According to survey results, Baby Boomers – people aged 51-69 – are the demographic most likely to use the security best practice of having a unique password for each and every online account: 65% of respondents said they have 5 or more passwords across their online accounts, compared with just 44% of millennials (ages 18-34).

The report didn’t give the figures on people ages 35-50, but it did say that only 16% of people follow best practices overall.

As we’ve explained, there’s a reason why the “don’t reuse passwords” mantra is, well, a mantra: even a long, strong, complicated password that looks devilishly hard to crack can become, effectively, a skeleton key to your whole online life if you’ve reused it. Once a crook’s got the login for one site, the door’s wide open to any other site where that login’s been used.

Password reuse isn’t the only way for attackers to get their hands on exact login names and passwords, of course. Logins can be captured in phishing attacks, keylogger malware can snatch them away, or security questions might be too easy to crack, to name a few.

The report found that people in their golden years also tend to shy away from using passwords that they know aren’t secure, like “password,” “1234,” or their birthdays. Out of the Baby Boomers surveyed, 53% claim that they never create easy-to-remember yet unsecure passwords, compared to 42% of Generation X respondents and 33% of millennials.

Is this because they’re writing their convoluted passwords on sticky notes and sticking them under their keyboards or onto their monitors, as snarked one Slashdot commenter? (probably some uppity stripling young’n!)

Somebody who’s probably a sage, silver-haired security savant snarked this back: “The day malware can lift your keyboard to look, the seniors are going to be in a lot of trouble.”

Great comeback! Still, don’t keep passwords on stickies.
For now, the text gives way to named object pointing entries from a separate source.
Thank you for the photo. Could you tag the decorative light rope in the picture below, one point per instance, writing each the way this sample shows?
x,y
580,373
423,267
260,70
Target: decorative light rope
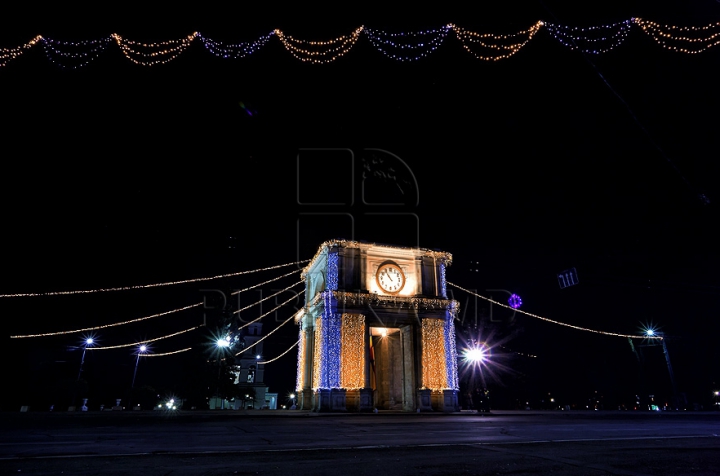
x,y
9,54
166,353
495,42
266,298
240,50
553,321
56,51
289,349
268,281
155,285
170,49
595,39
319,52
388,42
267,335
105,326
144,341
271,310
704,36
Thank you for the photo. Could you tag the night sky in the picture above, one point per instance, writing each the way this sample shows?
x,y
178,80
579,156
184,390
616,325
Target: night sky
x,y
117,174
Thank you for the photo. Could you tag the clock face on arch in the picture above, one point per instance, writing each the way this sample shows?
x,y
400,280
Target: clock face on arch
x,y
390,277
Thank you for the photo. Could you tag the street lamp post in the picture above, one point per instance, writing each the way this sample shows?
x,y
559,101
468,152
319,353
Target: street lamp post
x,y
141,350
222,344
88,343
653,333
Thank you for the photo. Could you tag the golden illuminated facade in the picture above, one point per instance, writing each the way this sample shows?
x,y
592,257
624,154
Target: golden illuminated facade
x,y
377,330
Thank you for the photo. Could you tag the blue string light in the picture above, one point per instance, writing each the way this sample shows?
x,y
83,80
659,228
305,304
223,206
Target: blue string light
x,y
332,278
398,46
236,51
65,55
595,39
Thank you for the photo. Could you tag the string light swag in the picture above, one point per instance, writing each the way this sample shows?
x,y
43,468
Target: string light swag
x,y
319,52
105,326
9,54
594,40
407,46
166,353
497,47
268,334
150,54
74,55
145,341
553,321
155,285
682,39
237,51
288,350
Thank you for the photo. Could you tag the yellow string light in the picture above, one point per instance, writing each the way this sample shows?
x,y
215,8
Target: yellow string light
x,y
273,360
434,371
267,335
169,283
268,297
166,353
553,321
9,54
697,38
352,351
144,341
319,51
439,255
496,42
271,310
317,353
47,334
171,49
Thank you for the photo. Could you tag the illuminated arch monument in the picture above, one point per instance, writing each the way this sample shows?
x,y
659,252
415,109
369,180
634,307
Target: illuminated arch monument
x,y
377,330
Even if we’re talking about your system at home, that still makes your login vulnerable to being snatched, right along with your computer, by a burglar, if not just by a passerby with roving eyes.

The survey also found that more than 25% of respondents said they don’t bother with creating gnarly passwords for sites associated with their financials, such as their bank accounts or ecommerce sites.

That’s not good. The way the Internal Revenue Service (IRS) has been grappling with identity theft should drive home how fraudsters are targeting our online financial assets.

Bank-related phishing is another danger, and one where the complexity of your password doesn’t even matter.

We’ve written many times about this sort of trickery, along with lots of advice to help you avoid it.

Of course, at least in theory, the older we get, the more money we should have to protect, given life savings, pensions and other assets: perhaps one reason why older, more jaded people are keener to protect it all.

One of the more surprising findings of the report was that older people are nearly twice as likely as millennials to set up two-factor authentication (2FA) when logging in to accounts.

2FA can help to ensure the validity of a user’s identity and minimizes the window of time in which phished credentials will work.

It’s one extra step when you’re logging in, but Baby Boomers apparently can spare the time. Particularly the Baby Boomer President Obama, who a few months ago said that passwords aren’t strong enough, so use 2FA!

Right or wrong, Gigya is suggesting that Millennials lack the “patience and dedication” of older generations when it comes to security best practices.

We don’t know if that’s right, but we do know the consequences of using bad passwords or reusing login credentials: they leave us more open to attack and can make the consequences of a successful attack worse.

Gigya’s survey claims that across all ages, more than 25% of respondents have had an online account compromised in the past 12 months. For Millennials, the number jumps to 35%. In contrast, this number drops to less than 20% for Baby Boomers.

Is that because Millennials are too impatient to use security best practices? Is it because they simply have far more online accounts than their elders do? Is it because some older people aren’t even aware that their accounts have been compromised?

Feel free to add your two cents below, be it elderly grousing or youthful yelps of indignation, but whatever you do, don’t dis Aunt Millie.